Any San Soo folk out there?

First post...........


----------



## terryl965 (Apr 24, 2007)

Probaly but anyway Hello and welcome, happy posting


----------



## bluemtn (Apr 24, 2007)

Hello, welcome and happy posting!  I'm sure there probably are some san soo folk around...


----------



## Jade Tigress (Apr 24, 2007)

Welcome to Martial Talk!


----------



## MJS (Apr 24, 2007)

Welcome to MT! 

Mike


----------



## Brian R. VanCise (Apr 24, 2007)

Welcome to MartialTalk!


----------



## Kacey (Apr 24, 2007)

Welcome, and happy posting!  :wavey:

I'm sure there're some San Soo folk out there somewhere - they'll be popping in at some point.


----------



## HKphooey (Apr 24, 2007)

Welcome to MT!


----------



## MA-Caver (Apr 24, 2007)

Welcome, welcome and be true No Kill Fang ... :asian:


----------



## Tames D (Apr 24, 2007)

San Soo guy checking in. Welcome to the site.


----------



## stickarts (Apr 25, 2007)

Welcome to MT!


----------



## Ping898 (Apr 25, 2007)

Welcome to MT  :wavey:


----------



## JBrainard (Apr 25, 2007)

Ave.


----------



## Shaderon (Apr 25, 2007)

Welcome to the site.  :wavey:  Tell us a little about yourself


----------



## MetalStorm (Apr 25, 2007)

Welcome to MT


----------



## fnorfurfoot (Apr 25, 2007)

Welcome to the site.


----------



## jim777 (Apr 25, 2007)

Welcome aboard


----------



## IcemanSK (Apr 25, 2007)

Welcome to MT! Happy posting.


----------



## NoKillFang (Apr 25, 2007)

Shaderon said:


> Welcome to the site.  :wavey:  Tell us a little about yourself




Shaderon,
I got 27 years Kung Fu San Soo under my belt and loving it!
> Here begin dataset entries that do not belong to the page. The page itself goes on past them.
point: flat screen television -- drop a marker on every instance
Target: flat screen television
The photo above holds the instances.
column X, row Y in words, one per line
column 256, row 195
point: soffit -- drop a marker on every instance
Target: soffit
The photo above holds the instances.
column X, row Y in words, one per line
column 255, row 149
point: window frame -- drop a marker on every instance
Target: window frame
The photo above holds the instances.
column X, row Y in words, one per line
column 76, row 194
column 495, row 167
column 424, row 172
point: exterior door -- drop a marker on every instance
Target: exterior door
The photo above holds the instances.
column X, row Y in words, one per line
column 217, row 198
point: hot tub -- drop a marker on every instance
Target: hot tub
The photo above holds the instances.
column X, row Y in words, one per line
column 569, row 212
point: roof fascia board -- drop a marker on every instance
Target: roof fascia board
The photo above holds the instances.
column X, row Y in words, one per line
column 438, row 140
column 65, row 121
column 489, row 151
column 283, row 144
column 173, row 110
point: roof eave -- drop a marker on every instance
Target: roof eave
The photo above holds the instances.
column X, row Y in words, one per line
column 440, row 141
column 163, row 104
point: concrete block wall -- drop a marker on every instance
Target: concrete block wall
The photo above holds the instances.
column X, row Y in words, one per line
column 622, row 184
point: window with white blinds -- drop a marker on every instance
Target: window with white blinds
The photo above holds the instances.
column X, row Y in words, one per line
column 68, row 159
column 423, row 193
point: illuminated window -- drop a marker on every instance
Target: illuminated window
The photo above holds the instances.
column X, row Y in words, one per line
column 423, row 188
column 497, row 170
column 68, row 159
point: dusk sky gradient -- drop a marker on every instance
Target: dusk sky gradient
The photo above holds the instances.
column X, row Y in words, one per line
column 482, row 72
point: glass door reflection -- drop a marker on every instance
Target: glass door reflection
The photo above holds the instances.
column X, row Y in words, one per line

Remember -- That which does not kill me, makes me mad!   HA!, HA!

What do you do, and where?


----------



## 14 Kempo (Apr 25, 2007)

Hello and welcome to MT ... enjoy!


----------



## kidswarrior (Apr 26, 2007)

NoKillFang said:


> Any San Soo folk out there?


Yep. A few on the site. Check out the Chinese MA section. 

And welcome!


----------



## Drac (Apr 26, 2007)

Greetings and Welcome to MT....


----------